Charlie Dove was about to protest – as was Graham, who’d hoped for a souvenir – but the Doctor cut in once more. “Please do. You never know, it might help you beat more people than a warship.”

She grinned. So did Graham, realising what she was up to. He reassured Charlie that the team would be fine without their lucky ball and gave them his West Ham pin instead.

“West Ham F.C.? That’s a good name for a team,” said Charlie. “Shame it’s taken.”

“It’s not – yet. I – uh – made it up. You can have it if you want,” Graham stammered, as the prototype Hammers thanked him and headed off to their match – to win the cup.

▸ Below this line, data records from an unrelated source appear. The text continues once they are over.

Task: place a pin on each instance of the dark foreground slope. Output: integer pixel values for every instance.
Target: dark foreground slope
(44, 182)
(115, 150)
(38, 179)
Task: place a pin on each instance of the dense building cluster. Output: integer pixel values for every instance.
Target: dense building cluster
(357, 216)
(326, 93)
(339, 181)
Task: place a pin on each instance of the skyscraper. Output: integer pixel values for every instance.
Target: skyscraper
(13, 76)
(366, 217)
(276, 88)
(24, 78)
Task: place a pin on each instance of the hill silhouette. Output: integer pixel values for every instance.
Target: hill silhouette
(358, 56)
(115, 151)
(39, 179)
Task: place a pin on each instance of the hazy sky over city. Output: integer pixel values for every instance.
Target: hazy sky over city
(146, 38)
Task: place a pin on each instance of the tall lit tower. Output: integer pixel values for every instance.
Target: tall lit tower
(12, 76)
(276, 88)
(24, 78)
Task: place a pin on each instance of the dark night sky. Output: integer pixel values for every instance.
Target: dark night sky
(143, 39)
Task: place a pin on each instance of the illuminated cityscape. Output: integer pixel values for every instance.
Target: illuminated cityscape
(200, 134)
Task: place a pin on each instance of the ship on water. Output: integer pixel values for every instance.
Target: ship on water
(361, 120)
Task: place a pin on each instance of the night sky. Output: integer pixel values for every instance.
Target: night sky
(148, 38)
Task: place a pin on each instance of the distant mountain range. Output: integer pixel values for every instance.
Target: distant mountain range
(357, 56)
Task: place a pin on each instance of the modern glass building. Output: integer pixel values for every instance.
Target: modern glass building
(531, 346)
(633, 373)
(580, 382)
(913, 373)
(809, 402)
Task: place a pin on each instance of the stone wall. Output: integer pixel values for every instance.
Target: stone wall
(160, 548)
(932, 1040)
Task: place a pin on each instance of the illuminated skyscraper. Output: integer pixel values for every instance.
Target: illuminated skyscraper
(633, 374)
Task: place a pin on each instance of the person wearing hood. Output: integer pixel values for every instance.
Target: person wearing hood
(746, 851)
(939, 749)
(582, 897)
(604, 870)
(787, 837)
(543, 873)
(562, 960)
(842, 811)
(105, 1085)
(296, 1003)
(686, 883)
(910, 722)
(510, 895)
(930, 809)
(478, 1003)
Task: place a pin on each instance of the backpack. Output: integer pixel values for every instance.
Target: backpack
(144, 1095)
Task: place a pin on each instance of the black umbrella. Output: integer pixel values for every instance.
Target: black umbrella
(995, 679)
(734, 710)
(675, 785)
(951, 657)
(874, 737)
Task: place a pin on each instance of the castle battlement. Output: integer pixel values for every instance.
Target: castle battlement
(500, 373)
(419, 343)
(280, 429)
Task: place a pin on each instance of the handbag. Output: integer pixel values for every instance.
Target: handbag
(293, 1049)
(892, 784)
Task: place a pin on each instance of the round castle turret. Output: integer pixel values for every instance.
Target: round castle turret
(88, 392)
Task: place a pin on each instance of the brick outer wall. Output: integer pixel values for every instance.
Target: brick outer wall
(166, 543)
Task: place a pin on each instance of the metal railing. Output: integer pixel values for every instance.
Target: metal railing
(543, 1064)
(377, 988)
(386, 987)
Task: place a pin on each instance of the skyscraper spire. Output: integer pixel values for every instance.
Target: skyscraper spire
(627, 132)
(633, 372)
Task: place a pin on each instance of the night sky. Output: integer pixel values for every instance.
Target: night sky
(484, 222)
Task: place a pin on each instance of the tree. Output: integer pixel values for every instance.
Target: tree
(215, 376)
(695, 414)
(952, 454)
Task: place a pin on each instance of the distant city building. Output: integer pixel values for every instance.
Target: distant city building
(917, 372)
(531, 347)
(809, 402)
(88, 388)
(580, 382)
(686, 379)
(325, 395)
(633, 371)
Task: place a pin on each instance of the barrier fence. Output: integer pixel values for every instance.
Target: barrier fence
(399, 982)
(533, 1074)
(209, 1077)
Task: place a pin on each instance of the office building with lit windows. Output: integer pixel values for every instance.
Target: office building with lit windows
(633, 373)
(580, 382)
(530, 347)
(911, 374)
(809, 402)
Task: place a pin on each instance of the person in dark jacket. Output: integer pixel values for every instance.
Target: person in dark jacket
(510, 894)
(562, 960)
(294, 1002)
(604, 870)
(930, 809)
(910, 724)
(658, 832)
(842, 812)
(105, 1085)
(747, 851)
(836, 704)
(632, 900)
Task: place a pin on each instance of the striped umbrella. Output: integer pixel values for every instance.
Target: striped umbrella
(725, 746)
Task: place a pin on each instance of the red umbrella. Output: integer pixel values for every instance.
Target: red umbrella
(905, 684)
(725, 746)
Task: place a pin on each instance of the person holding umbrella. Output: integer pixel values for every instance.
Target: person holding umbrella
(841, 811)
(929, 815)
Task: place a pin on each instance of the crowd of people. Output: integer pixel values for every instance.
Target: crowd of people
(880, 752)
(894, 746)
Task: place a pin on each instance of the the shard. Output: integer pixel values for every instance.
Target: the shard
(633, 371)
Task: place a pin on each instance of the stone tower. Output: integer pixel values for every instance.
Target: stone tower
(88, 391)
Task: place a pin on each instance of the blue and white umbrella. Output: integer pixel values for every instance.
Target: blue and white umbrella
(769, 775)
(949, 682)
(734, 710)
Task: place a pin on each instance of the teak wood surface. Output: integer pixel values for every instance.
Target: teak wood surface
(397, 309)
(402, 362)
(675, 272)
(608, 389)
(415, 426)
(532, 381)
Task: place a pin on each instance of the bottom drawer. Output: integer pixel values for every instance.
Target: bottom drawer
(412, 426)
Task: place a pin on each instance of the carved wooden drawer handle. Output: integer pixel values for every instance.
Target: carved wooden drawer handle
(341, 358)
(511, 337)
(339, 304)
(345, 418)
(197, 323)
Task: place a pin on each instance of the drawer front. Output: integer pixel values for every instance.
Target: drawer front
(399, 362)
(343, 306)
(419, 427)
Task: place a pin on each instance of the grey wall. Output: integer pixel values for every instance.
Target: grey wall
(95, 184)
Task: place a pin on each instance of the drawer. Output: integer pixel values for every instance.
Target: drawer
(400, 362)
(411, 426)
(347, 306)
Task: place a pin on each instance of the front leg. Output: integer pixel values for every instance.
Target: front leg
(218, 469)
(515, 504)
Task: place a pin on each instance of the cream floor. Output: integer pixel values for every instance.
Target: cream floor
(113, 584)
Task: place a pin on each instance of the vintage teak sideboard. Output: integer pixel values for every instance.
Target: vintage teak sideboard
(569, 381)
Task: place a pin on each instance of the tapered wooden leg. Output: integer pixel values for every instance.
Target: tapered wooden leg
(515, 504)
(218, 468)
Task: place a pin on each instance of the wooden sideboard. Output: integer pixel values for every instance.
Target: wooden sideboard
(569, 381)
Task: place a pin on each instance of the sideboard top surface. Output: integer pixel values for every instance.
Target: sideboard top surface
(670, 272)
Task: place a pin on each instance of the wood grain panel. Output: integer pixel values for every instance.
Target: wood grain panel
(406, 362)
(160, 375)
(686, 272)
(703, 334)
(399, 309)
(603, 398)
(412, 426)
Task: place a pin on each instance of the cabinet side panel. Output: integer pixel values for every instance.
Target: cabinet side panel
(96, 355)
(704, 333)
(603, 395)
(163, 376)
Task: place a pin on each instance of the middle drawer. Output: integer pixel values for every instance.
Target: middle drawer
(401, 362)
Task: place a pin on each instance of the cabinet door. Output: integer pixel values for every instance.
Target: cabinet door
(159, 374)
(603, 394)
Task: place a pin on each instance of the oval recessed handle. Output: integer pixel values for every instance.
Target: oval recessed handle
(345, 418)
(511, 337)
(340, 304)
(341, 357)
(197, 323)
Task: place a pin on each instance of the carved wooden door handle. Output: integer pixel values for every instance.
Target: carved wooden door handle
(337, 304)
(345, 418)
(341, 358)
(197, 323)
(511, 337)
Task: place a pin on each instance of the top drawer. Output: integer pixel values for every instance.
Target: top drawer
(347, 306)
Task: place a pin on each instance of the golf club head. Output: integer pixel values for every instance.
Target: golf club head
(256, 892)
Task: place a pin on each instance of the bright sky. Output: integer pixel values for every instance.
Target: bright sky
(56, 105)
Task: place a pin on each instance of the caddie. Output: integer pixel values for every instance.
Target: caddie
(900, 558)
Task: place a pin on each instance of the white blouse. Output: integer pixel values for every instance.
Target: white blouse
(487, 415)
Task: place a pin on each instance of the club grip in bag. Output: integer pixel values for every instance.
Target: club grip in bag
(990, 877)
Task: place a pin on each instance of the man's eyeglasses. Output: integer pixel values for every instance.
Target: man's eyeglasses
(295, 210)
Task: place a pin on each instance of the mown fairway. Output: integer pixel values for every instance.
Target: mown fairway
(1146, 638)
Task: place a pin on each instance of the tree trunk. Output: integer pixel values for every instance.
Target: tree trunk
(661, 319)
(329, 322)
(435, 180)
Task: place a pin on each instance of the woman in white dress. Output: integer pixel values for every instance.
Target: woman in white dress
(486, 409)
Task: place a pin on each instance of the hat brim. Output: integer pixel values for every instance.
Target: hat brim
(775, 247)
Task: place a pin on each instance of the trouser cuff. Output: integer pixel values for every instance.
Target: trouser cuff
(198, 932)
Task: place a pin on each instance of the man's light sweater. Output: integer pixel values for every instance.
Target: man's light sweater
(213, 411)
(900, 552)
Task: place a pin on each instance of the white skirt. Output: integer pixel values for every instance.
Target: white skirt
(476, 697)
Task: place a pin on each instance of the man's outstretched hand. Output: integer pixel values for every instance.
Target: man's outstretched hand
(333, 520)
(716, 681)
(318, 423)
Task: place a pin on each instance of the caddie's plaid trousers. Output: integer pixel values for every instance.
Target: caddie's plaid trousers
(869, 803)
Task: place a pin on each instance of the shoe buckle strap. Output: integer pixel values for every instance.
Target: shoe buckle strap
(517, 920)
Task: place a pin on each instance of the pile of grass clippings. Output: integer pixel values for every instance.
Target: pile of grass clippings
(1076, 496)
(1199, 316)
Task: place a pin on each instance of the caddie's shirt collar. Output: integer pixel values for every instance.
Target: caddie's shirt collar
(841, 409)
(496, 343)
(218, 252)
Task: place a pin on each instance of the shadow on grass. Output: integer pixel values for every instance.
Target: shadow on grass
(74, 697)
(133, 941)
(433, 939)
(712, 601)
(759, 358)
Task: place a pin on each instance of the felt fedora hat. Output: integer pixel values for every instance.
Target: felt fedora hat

“Thank you!” Graham shouted, in the TARDIS, to the TARDIS, and to the Doctor and the universe, and whatever else had conspired to allow him to christen his favourite team. Who needed a bucket list when life could twist and turn and surprise you like this on a Monday morning?

The Doctor smiled. She doubted a quick kickabout could ever lead to saving the Earth, but sometimes the simplest things were the greatest things – like her favourite race, and like those beautiful, perfect spheres, on the pitch and spinning in all the solar systems. And if she’d learned one thing about the future, and the past, and the present, it was that she never really knew what would happen next. Which was why hope would always win.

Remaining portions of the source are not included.